May 2, 2015 (San Diego’s East County)--Mothers across the country are telling their personal stories of drug war damage with stories, articles and interviews in honor of Mother’s Day. By sharing these powerful stories of losing loved ones to drug-prohibition-related violence, incarceration, overdose and addiction, they are bringing focus to a real need to reform our nation’s drug policies. Many of the moms leading this campaign have been personally impacted by the war on drugs, including having children who suffer from addiction and who have been repeatedly incarcerated, or have died from preventable drug overdoses and other drug related problems.
Moms were the driving force in repealing alcohol prohibition in the 30’s and now Moms are playing a similar role in ending the war on drugs. Moms United to End the War on Drugs, is a project of A New PATH (Parents for Addiction Treatment & Healing) along with other organizations and individuals from across the nation. Together they are building a national movement to demand therapeutic, rather than punitive drug policies and an end to the stigmatization and criminalization of people who use drugs or who are addicted to drugs.
In honor of Mother’s Day 2015, Moms United to End the War on Drugs encourage people to sign their Mom’s Bill of Rights,” which was created in 2012 with 12 basic rights such as: “We have the right to communities where our children can live, learn and play, without fear of drug war violence.” Each day, beginning on May 1, mothers will post a personal picture with their children and share one of the twelve declared rights cited in the document on social media. The campaign will end two days after Mother’s Day on May 12 with the final right declared: “We have the right to speak out publicly to end the war on drugs, because of the damage it has done to our communities, for the sake of our children and future generations.”
Moms United launched a Moms & Cops partnership with LEAP (Law Enforcement Against Prohibition) in May, 2012, when the Mom’s Bill of Rights was created and announced at the national press club. In 2013 Moms United created a partnership with doctors and nurses to speak up in order to demand science-based compassionate health-oriented strategies that reduce the harms associated with drug use and addiction. In 2014, in honor of Mother’s Day, the “Ask Mom How to Save a Life” campaign was created to increase access to naloxone, which can reverse an accidental opioid overdose.
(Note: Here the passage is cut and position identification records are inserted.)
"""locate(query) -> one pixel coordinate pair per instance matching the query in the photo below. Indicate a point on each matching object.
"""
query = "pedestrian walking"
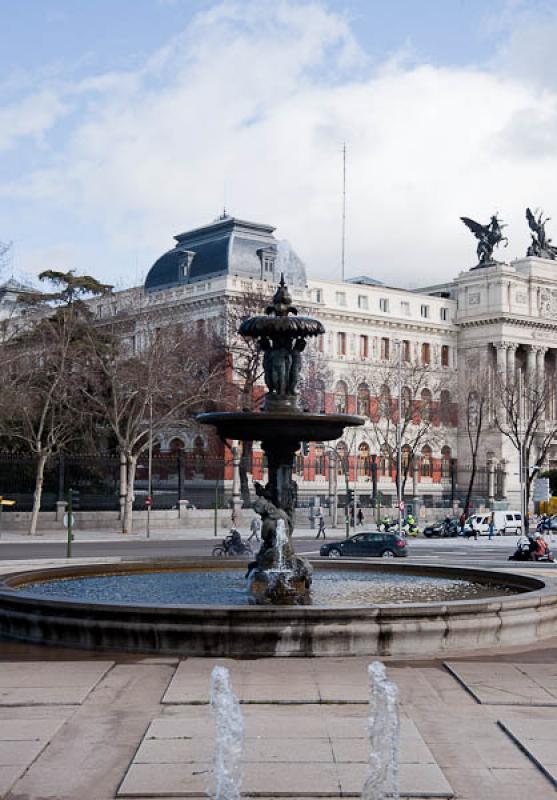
(321, 524)
(491, 527)
(255, 527)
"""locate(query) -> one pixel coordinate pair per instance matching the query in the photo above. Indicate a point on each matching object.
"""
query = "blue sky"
(123, 122)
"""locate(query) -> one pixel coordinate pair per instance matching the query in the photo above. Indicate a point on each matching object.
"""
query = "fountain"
(384, 733)
(278, 575)
(229, 737)
(197, 606)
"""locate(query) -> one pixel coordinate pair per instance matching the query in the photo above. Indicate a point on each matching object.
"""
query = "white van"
(509, 522)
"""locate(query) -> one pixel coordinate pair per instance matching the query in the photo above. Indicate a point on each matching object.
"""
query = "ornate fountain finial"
(282, 302)
(281, 335)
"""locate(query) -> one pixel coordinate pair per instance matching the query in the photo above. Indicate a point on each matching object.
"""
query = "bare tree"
(521, 413)
(474, 402)
(173, 374)
(38, 386)
(420, 416)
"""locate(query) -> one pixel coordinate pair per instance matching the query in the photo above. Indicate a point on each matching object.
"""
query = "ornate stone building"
(426, 347)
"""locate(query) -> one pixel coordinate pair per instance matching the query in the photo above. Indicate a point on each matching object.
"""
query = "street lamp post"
(399, 438)
(150, 469)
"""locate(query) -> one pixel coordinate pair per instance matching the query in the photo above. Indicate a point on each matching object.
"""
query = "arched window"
(341, 397)
(384, 462)
(385, 402)
(427, 469)
(199, 455)
(320, 396)
(406, 402)
(342, 458)
(446, 463)
(364, 462)
(445, 355)
(445, 407)
(426, 405)
(319, 459)
(176, 446)
(363, 400)
(406, 458)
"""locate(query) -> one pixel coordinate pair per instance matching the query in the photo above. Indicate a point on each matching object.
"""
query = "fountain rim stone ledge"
(430, 630)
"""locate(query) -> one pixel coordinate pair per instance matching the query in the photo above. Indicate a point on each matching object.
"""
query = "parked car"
(443, 528)
(384, 545)
(506, 522)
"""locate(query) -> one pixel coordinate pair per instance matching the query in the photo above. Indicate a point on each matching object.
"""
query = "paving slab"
(51, 683)
(320, 751)
(21, 742)
(89, 755)
(504, 684)
(537, 739)
(296, 681)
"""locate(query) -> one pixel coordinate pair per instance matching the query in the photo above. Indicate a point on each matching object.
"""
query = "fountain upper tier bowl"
(289, 424)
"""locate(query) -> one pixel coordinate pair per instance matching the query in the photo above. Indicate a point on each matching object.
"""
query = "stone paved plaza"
(81, 725)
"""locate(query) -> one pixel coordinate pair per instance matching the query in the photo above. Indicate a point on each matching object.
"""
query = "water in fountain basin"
(383, 731)
(229, 737)
(281, 544)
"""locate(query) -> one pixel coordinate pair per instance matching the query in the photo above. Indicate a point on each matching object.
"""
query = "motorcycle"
(233, 545)
(526, 551)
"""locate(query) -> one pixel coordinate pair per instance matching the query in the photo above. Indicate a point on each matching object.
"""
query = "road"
(435, 551)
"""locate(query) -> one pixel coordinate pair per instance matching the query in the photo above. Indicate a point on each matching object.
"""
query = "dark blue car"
(383, 545)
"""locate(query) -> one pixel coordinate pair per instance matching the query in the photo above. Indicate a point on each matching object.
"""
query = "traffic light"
(75, 499)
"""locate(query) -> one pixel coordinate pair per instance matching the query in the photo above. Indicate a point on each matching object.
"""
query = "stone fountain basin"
(293, 425)
(419, 630)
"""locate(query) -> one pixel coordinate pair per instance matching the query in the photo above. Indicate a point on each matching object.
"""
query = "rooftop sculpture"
(541, 245)
(489, 237)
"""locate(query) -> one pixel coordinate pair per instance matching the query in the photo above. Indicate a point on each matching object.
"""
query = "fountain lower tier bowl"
(328, 628)
(296, 426)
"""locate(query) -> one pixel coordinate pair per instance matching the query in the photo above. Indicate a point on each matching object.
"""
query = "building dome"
(227, 246)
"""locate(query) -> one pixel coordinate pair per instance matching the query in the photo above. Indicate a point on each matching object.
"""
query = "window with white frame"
(340, 298)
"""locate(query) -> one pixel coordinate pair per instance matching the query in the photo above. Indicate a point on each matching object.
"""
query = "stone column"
(491, 480)
(236, 487)
(415, 477)
(540, 366)
(501, 352)
(501, 380)
(511, 362)
(503, 465)
(530, 362)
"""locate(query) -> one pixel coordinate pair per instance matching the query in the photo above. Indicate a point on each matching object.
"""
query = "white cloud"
(261, 103)
(32, 116)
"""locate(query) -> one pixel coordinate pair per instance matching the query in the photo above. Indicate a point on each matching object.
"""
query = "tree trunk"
(128, 512)
(245, 467)
(37, 495)
(123, 487)
(470, 485)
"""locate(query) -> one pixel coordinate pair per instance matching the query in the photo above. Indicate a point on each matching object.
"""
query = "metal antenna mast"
(342, 252)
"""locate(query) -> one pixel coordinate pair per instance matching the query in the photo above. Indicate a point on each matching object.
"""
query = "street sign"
(541, 489)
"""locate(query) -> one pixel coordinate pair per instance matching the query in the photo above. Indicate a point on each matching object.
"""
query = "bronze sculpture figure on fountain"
(278, 575)
(541, 244)
(489, 237)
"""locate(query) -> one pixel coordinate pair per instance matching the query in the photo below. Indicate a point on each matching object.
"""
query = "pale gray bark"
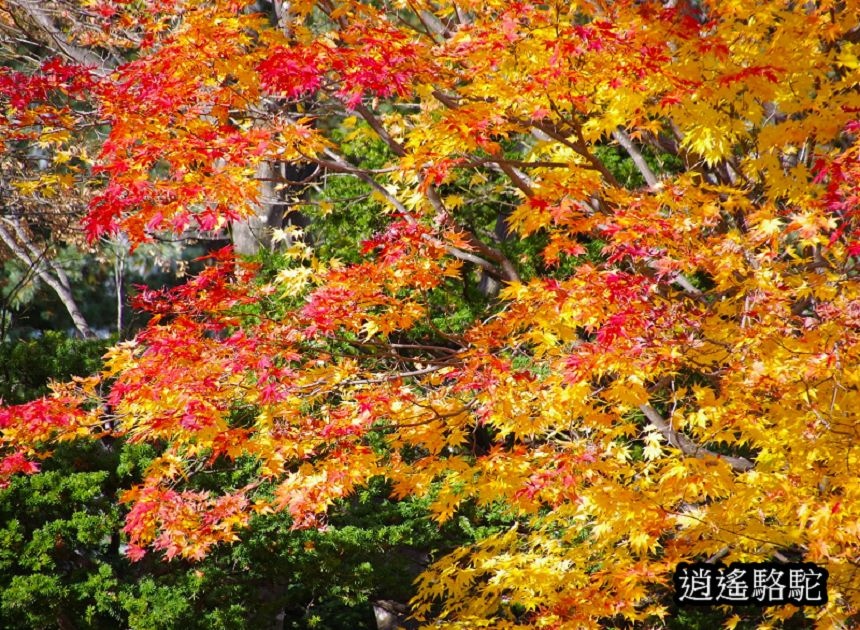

“The war on drugs is really a war on families,” said Gretchen Burns Bergman of Spring Valley, Lead organizer of the Moms United to End the War on Drugs Campaign. “My two sons have addictive illness, so I have experienced not only the devastation of this life-threatening disease, but also the destruction of punitive policies and incarceration. It is past time to move from arrest and mass incarceration to therapeutic, health-oriented strategies. Mothers must speak out to end the drug war that is destroying the futures of our children.”
Leaders of the campaign include: Lead Organizer Gretchen Burns Bergman,the mother of two sons who have both struggled with heroin addiction and repeated incarceration and founder of A New PATH (Parents for Addiction Treatment & Healing); Denise Cullen (California), a social worker specializing in grief counseling, whose son died from an accidental overdose; Joyce Rivera (New York), mother who founded St. Ann’s Corner of Harm Reduction and is the sister of an injection drug user who died of HIV/AIDS; Julia Negron (Florida), a person in long-term recovery whose son has struggled with heroin addiction; and Yolande Cadore (New York), a mom and director of strategic partners at the Drug Policy Alliance. There are now Moms United representatives in 25 states including Illinois, Colorado, Michigan, and Washington D.C.
The Moms United campaign mission is to “end the violence, mass incarceration and overdose deaths that are a result of current punitive and discriminatory drug policies. We are urgently calling for health-oriented strategies and widespread drug policy reform in order to stop the irresponsible expenditure of dollars and resources, and the devastating loss of lives and liberty.”
A New PATH is a 16-year old nonprofit organization that works to reduce the stigma associated with addictive illness through education and compassionate support, and to advocate for therapeutic rather than punitive drug policies.